Distributing assets according to the will
Preparing a Will
Start by organizing what you need: outline your objectives, inventory your assets, estimate your outstanding debts and prepare a list of family members and other beneficiaries. Use this information to carefully consider how you want to distribute your assets. Ask yourself lots of questions: Is it important to pass my property to my heirs in the most tax-efficient manner? Do I need to establish a trust to provide for my spouse or other beneficiaries? How much money will my grandchild need for college? Do I need to provide for a child who has a disability?
Taking inventory of the assets may be the key to making a will. Assets should be mentioned in your will. Any items not specifically mentioned may be addressed in a catchall clause of your will called a residuary clause, which generally states, "I give the remainder of my estate to ..." Without this clause, items not specifically mentioned will be distributed in accordance with state law.

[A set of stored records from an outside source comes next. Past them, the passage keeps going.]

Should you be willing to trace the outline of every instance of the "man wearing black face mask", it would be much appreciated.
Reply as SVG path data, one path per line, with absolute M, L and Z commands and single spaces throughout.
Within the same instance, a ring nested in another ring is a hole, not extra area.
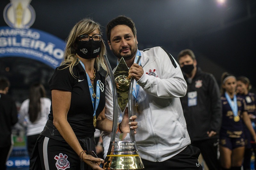
M 210 73 L 197 67 L 193 52 L 181 51 L 178 61 L 187 84 L 180 98 L 191 145 L 199 148 L 209 169 L 219 169 L 217 156 L 221 120 L 219 88 Z

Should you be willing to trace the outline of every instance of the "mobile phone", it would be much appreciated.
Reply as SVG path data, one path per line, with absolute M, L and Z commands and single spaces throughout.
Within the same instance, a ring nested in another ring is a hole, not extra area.
M 89 151 L 88 152 L 87 154 L 88 155 L 90 155 L 93 156 L 95 158 L 98 158 L 98 157 L 97 156 L 97 155 L 95 153 L 95 152 L 94 152 L 94 151 Z

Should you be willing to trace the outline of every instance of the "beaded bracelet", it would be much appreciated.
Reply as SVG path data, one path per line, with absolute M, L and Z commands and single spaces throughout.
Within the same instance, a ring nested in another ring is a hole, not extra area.
M 83 152 L 82 153 L 82 152 Z M 79 154 L 79 158 L 80 159 L 80 160 L 82 162 L 83 162 L 83 155 L 84 154 L 84 153 L 85 152 L 86 152 L 86 151 L 85 150 L 84 151 L 82 151 Z M 82 154 L 81 156 L 81 154 Z M 81 156 L 81 157 L 80 156 Z
M 120 123 L 119 123 L 117 125 L 117 132 L 118 132 L 120 133 L 123 133 L 123 132 L 122 132 L 122 131 L 121 131 L 121 130 L 120 130 Z

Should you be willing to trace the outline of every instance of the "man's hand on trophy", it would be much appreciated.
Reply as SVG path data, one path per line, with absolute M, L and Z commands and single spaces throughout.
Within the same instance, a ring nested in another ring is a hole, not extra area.
M 124 111 L 124 115 L 122 122 L 118 125 L 120 131 L 122 132 L 130 133 L 130 129 L 134 129 L 134 134 L 137 133 L 135 129 L 138 128 L 138 122 L 135 122 L 137 116 L 134 115 L 128 117 L 128 108 L 126 107 Z
M 134 63 L 130 68 L 128 73 L 128 78 L 129 78 L 132 77 L 137 81 L 139 80 L 144 74 L 144 71 L 142 67 L 137 64 Z

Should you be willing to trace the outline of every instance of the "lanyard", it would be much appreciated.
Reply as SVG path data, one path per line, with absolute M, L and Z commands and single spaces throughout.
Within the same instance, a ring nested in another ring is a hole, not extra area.
M 231 107 L 231 109 L 233 112 L 233 114 L 234 114 L 234 115 L 235 116 L 237 116 L 238 110 L 237 109 L 237 102 L 236 100 L 236 95 L 235 94 L 234 95 L 233 102 L 232 102 L 230 97 L 227 92 L 225 92 L 225 96 L 226 97 L 227 102 L 229 104 L 229 106 Z
M 94 100 L 95 99 L 93 97 L 93 90 L 92 86 L 92 83 L 91 82 L 91 80 L 90 79 L 90 77 L 86 72 L 86 71 L 85 70 L 85 67 L 84 63 L 82 63 L 81 60 L 79 61 L 79 63 L 82 65 L 83 68 L 85 71 L 85 72 L 86 73 L 86 76 L 87 78 L 87 82 L 88 82 L 88 86 L 89 86 L 89 89 L 90 90 L 90 93 L 91 94 L 91 99 L 92 100 L 92 103 L 93 104 L 93 107 L 94 113 L 93 117 L 96 116 L 96 110 L 98 108 L 98 106 L 99 105 L 99 103 L 100 101 L 100 86 L 99 85 L 99 80 L 97 81 L 97 86 L 96 86 L 96 101 L 95 103 L 95 105 L 94 105 Z

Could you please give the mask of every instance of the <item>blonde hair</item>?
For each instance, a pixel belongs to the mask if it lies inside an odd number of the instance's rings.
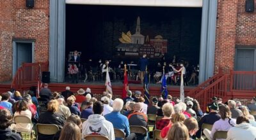
[[[181,122],[174,123],[168,132],[168,140],[189,140],[188,128]]]
[[[183,122],[186,119],[185,115],[182,113],[175,113],[172,116],[172,122]]]
[[[47,104],[47,111],[56,112],[59,108],[59,102],[56,99],[51,100]]]
[[[163,115],[170,117],[173,112],[173,106],[172,104],[166,102],[163,106],[162,109]]]

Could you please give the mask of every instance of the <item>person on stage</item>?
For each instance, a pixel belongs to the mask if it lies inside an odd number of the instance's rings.
[[[141,81],[141,83],[143,83],[144,76],[146,73],[146,67],[148,65],[148,59],[146,58],[147,55],[144,54],[141,58],[140,59],[139,61],[139,77]]]

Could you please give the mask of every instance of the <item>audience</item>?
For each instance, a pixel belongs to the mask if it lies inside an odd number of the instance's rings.
[[[12,116],[7,109],[0,109],[0,139],[21,140],[20,136],[13,132],[9,128],[12,122]]]
[[[67,122],[64,125],[60,133],[61,140],[81,140],[81,130],[74,123]]]
[[[236,108],[236,102],[233,100],[228,100],[228,107],[231,111],[231,118],[236,118],[243,115],[242,111]]]
[[[123,106],[123,100],[116,98],[113,102],[113,111],[105,115],[104,117],[106,120],[112,123],[114,129],[120,129],[125,134],[126,139],[136,139],[135,134],[130,134],[129,123],[127,117],[122,115],[120,112]]]
[[[228,131],[227,140],[256,139],[256,127],[250,124],[248,117],[238,116],[236,124]]]
[[[188,128],[182,123],[177,122],[170,129],[167,138],[168,140],[189,140]]]
[[[213,125],[214,122],[219,120],[221,118],[220,114],[218,113],[218,111],[219,110],[219,107],[216,103],[213,103],[210,106],[211,112],[203,116],[201,120],[198,122],[199,130],[196,132],[196,137],[200,138],[201,137],[202,134],[202,125],[203,123]]]
[[[45,98],[47,99],[50,99],[52,97],[51,90],[48,88],[48,83],[44,83],[44,87],[39,92],[39,95],[42,98]]]
[[[152,101],[152,106],[148,107],[147,114],[156,115],[157,109],[160,109],[160,108],[157,106],[157,103],[158,103],[157,98],[155,97],[153,97]]]
[[[81,118],[88,119],[88,116],[92,114],[93,114],[93,111],[92,111],[93,102],[90,101],[86,102],[85,109],[83,110],[81,113]]]
[[[228,131],[236,124],[236,120],[231,118],[231,112],[227,105],[219,105],[219,109],[221,119],[213,124],[211,131],[207,129],[203,130],[204,134],[208,139],[212,139],[213,135],[216,131]]]
[[[69,110],[70,111],[71,113],[80,116],[81,113],[79,109],[77,106],[74,105],[75,103],[75,99],[72,97],[72,95],[67,99],[67,103],[68,104],[67,106],[69,108]]]
[[[103,116],[110,113],[113,111],[113,108],[109,106],[109,101],[110,99],[109,98],[105,98],[103,101]]]
[[[57,112],[58,109],[58,102],[57,100],[51,100],[47,104],[47,111],[42,113],[39,116],[38,123],[55,124],[60,129],[61,129],[64,123],[64,117]],[[54,135],[44,135],[38,134],[38,140],[51,139]]]
[[[5,92],[2,94],[2,99],[0,102],[0,106],[3,106],[10,111],[12,114],[12,104],[8,102],[10,97],[11,97],[9,94]]]
[[[74,95],[74,94],[70,91],[70,87],[66,87],[66,90],[61,92],[61,95],[64,97],[65,101],[67,102],[68,97],[69,97],[70,95]]]
[[[198,130],[198,123],[194,118],[189,118],[185,120],[184,124],[187,127],[188,133],[189,134],[189,137],[191,140],[193,140],[192,136],[194,136]]]
[[[108,137],[109,140],[114,140],[113,126],[102,115],[102,103],[100,101],[95,102],[93,105],[92,109],[94,114],[90,115],[88,120],[83,123],[83,137],[90,134],[100,134]]]
[[[63,115],[64,119],[66,120],[71,115],[70,110],[68,107],[63,104],[64,97],[63,95],[59,95],[57,97],[57,101],[59,102],[59,107],[57,112]]]
[[[156,129],[162,130],[169,124],[172,114],[173,113],[172,104],[167,102],[162,108],[164,117],[156,122]]]
[[[21,115],[28,116],[30,119],[32,118],[32,113],[28,109],[27,101],[20,100],[15,104],[16,112],[14,113],[14,116]],[[22,132],[29,132],[31,130],[31,125],[29,123],[17,123],[15,129]]]
[[[20,95],[20,93],[19,91],[15,91],[13,94],[13,99],[16,101],[20,101],[22,99],[22,97]]]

Outstanding debts usually will be paid by your estate before your beneficiaries receive their shares. You may want to clear up debts that you know will be a problem, or make specific provisions for payment of those debts in your will.
Remember to be specific and clear when naming beneficiaries. For example, state the person's full name as well as his or her relationship to you (child, cousin, friend, etc.) so your executor will know exactly who you mean. Clarity will also help to prevent challenges to your will.

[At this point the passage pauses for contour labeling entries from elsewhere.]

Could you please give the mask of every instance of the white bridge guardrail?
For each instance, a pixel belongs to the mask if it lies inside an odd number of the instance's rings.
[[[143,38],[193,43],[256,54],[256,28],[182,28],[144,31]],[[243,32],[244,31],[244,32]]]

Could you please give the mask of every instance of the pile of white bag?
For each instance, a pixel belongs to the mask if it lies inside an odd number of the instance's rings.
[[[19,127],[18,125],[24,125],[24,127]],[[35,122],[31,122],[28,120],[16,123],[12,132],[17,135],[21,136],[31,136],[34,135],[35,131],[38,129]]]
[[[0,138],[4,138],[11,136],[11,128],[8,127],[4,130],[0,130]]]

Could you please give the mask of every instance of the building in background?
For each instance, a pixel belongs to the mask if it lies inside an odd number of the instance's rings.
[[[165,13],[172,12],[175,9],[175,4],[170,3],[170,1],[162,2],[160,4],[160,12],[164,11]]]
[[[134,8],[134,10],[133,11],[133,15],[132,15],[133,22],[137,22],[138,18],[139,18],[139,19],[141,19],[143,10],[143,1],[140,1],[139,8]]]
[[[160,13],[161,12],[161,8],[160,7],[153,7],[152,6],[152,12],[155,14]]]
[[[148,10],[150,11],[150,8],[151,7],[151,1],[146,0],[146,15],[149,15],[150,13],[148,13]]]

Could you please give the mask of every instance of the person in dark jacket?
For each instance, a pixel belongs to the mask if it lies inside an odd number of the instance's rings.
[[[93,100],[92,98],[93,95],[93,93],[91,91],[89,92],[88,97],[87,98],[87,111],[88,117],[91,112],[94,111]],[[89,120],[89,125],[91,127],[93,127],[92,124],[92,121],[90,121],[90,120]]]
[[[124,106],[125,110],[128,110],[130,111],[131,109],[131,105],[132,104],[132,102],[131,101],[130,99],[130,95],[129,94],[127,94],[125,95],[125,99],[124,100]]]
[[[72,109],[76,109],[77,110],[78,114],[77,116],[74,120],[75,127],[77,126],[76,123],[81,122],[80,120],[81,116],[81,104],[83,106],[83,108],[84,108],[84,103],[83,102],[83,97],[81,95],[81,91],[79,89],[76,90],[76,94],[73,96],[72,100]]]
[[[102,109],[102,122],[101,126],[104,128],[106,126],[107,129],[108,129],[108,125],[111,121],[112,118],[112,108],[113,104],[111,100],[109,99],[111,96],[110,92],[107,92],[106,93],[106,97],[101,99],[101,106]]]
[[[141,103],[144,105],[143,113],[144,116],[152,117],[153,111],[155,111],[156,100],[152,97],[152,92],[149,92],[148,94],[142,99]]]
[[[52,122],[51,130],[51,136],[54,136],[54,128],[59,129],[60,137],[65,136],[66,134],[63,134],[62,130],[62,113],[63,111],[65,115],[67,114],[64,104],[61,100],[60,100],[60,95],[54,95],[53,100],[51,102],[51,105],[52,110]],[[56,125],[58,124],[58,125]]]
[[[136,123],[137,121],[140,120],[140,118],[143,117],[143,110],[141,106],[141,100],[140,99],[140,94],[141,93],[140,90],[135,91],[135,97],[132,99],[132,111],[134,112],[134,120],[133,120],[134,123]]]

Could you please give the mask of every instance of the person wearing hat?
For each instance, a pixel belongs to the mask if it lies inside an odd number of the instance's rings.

States require that you sign the will in front of witnesses-the number of witnesses varies by state. A witness should not be a beneficiary under the will. Only one copy should be signed.
Updating a Will
You'll probably need to update your will several times during the course of your life. For example, a change in marital status, the birth of a child or a move to a new state should all prompt a review of your will. You can update your will by amending it by way of a codicil or by drawing up a new one. Generally, people choose to issue a new will that supersedes the old document. Be sure to sign the new will and have it witnessed, then destroy the old one.
The property included in your will may be subject to taxation. In planning your will, take into account the following:
Federal estate taxes will generally be due if the net taxable estate is worth more than $1,000,000. This amount is scheduled to gradually increase from $1,000,000 in 2002 to $3,500,000 in 2009 so that it will eventually shield $3,500,000 in gift or estate transfers from tax per taxpayer. Estates in excess of the exempt amount can be taxed at a rate from 37% to 50% (the top percentage is scheduled to gradually decrease to 45% in 2009). Also, note that these estate tax changes are scheduled to be repealed in 2010. If not extended, the tax law will revert to the estate and gift tax provisions in affect 2001. Consult a tax or financial professional to determine a plan that is right for you and your family.

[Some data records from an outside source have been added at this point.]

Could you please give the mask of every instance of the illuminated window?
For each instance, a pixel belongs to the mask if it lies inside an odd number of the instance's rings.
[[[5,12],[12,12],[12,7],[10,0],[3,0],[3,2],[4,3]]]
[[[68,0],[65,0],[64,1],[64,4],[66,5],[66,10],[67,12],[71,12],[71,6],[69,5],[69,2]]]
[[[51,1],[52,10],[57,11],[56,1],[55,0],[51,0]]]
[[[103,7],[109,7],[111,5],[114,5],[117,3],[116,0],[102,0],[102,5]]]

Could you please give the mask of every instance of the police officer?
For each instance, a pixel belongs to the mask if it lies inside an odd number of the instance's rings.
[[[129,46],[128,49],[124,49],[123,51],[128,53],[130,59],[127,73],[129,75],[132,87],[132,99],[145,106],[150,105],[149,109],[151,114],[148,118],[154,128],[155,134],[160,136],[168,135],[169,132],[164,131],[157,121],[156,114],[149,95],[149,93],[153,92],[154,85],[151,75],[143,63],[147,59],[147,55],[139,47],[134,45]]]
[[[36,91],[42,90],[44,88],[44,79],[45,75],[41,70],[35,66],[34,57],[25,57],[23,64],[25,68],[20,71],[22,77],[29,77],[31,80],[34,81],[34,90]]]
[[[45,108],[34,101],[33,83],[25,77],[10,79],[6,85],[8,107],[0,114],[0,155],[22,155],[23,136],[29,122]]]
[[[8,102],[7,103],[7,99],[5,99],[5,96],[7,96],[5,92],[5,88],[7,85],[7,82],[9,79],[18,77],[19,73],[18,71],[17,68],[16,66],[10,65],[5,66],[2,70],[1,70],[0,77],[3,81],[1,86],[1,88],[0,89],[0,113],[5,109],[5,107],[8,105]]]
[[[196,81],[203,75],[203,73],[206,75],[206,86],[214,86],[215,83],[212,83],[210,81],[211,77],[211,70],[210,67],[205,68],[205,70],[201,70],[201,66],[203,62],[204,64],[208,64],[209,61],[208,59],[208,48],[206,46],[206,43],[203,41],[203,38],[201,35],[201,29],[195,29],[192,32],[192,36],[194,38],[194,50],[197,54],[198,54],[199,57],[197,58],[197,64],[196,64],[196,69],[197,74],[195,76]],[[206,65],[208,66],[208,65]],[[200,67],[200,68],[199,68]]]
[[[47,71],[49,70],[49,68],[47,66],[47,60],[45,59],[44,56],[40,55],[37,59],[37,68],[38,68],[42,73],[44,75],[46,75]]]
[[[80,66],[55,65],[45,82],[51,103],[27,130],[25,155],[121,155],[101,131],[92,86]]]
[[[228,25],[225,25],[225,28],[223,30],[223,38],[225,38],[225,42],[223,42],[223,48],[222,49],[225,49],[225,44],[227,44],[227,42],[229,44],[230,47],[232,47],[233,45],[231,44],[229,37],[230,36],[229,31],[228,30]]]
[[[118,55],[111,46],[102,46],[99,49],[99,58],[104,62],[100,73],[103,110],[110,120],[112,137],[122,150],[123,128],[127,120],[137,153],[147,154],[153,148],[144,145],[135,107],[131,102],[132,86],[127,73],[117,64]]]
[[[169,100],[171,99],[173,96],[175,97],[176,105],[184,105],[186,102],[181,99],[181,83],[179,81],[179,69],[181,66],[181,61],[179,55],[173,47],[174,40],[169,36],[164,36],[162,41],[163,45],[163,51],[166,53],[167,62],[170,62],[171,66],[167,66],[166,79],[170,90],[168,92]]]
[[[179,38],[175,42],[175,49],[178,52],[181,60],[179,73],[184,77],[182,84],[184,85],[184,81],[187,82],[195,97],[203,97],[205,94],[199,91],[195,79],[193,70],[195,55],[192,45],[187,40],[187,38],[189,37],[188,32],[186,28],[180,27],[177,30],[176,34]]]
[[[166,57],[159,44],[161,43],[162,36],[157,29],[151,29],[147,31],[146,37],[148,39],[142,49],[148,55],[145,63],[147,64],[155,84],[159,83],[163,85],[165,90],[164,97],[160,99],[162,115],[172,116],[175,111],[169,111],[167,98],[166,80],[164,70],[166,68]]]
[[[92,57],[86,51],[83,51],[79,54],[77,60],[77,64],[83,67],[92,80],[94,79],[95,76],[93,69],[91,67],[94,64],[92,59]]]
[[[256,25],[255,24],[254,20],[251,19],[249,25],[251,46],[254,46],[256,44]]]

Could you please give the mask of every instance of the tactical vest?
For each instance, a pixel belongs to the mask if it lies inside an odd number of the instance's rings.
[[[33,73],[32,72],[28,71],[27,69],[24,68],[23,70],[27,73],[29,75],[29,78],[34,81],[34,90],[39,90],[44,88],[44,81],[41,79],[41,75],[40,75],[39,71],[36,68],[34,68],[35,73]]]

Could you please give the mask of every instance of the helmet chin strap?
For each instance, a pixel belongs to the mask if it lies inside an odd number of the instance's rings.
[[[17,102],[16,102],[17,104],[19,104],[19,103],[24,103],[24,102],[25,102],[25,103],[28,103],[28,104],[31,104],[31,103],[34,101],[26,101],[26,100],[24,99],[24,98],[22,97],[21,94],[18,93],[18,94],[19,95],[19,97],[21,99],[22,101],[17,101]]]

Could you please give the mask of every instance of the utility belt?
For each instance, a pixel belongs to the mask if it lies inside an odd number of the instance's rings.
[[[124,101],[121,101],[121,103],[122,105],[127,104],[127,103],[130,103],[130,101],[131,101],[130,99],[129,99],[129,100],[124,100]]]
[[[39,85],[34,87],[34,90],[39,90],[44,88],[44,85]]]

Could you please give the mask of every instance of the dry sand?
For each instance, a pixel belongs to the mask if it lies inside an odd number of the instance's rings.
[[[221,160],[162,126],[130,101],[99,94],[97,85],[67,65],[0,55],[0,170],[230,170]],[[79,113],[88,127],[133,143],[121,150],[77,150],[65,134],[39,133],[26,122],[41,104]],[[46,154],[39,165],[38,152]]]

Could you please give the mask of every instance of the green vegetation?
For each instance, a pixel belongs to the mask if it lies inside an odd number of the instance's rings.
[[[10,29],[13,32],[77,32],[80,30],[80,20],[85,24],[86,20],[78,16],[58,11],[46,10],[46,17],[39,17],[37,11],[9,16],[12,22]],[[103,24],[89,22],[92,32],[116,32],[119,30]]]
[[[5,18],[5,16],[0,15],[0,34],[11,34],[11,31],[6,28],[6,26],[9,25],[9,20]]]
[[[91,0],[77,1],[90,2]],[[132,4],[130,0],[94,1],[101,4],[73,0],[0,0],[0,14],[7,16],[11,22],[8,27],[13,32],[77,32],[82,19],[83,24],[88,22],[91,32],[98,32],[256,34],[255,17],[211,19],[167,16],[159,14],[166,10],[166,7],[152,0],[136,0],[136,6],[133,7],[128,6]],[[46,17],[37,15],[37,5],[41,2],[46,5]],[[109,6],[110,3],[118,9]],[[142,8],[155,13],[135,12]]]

You may be able to minimize your estate tax by establishing a trust or giving gifts during your lifetime. You can also cover the cost of estate taxes by purchasing a life insurance policy intended to pay taxes. Talk to your lawyer and life insurance agent to find out more about how this works.
- State death or inheritance taxes
- Federal income taxes
- State income taxes
Where to Keep Your Will
Once your will is written, store it in a safe place that is accessible to others after your death. If you name a trust company as executor, it will hold your will in safekeeping. You can keep it in your safe deposit box, but be aware that some states will seal your safe deposit bax upon your death, so this may not always be the safest place to store your will. Make sure a close friend or relative knows where to find your will. If you had an attorney prepare your will, have him or her retain a copy with a note stating where the original can be found.
A Living Will
A living will is not a part of your will. It is a separate document that lets your family members know what type of care you do or don't want to receive should you become terminally ill or permanently unconscious. It becomes effective only when you cannot express your wishes yourself. If your state recognizes a power of attorney for health care, have one executed to authorize someone to act in accordance with your present intentions.
Discuss your wishes as reflected in your living will with family members, and be sure they have a signed copy.
The end of your life is something you probably don't want to dwell on, but thinking about what will happen to your loved ones and your assets and personal possessions is important. Making sure you've done all you can to make their lives easier will give you peace of mind. And once your will is drafted, you won't have to think about it again unless something significant in your life changes.